Objective: To investigate whether a) the tactile-associated cord functional MRI (fMRI) changes vary in the different clinical stages of relapse-onset multiple sclerosis (MS), and b) the pattern of cord fMRI changes relates to severity of MS clinical disability.
Methods: Cervical cord fMRI was acquired from 49 MS patients (30 relapsing-remitting [RR], 19 secondary progressive [SP]), and 19 controls, during a tactile stimulation of the right hand. Task-related cord mean signal change and occurrence of fMRI activity at each cord quadrant and level were measured. MRI quantities were compared between groups using an univariate analysis. Between-group differences in topographical distribution of fMRI activity were evaluated using random effect logistic regression models.
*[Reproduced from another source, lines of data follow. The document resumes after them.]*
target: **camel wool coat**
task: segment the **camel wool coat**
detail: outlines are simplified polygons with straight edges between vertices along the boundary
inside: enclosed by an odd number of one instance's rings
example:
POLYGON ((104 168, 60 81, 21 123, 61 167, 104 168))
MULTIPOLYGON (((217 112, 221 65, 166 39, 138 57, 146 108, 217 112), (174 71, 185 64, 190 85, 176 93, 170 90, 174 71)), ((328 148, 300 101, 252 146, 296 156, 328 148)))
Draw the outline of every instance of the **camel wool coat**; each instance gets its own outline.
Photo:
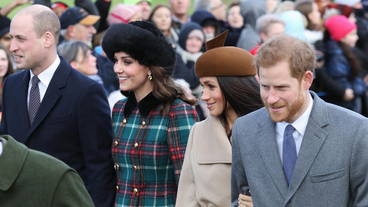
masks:
POLYGON ((179 180, 176 207, 224 207, 231 203, 231 144, 220 119, 194 124, 179 180))

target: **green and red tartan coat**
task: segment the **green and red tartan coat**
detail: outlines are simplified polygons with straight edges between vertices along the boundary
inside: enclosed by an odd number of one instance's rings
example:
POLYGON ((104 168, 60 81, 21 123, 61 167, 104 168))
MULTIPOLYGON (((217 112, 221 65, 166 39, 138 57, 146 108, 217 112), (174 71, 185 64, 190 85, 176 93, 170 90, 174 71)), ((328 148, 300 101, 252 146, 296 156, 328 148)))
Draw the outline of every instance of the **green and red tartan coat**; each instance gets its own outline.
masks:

Results: Compared with controls, both RRMS (p=0.05) and SPMS (p=0.02) patients showed higher cord fMRI activity, whereas no difference was found between patient groups. Severely-disabled patients (26/49) showed a cord over-activation relative to controls (p=0.004) and patients mild disability (p=0.04). Both controls and MS patients showed a functional lateralization of cord activity, which was predominant in the cord side ipsilateral to the stimulus, and a more frequent activation of the posterior than of the anterior cord quadrants.
Discussion: This study shows that tactile-associated cervical cord fMRI activity is increased in relapse-onset MS patients. Such an over-activation is more prominent in patients with more severe locomotor disability. This suggests that an abnormality of cord functional properties may be among the factors associated with the clinical status of MS patients.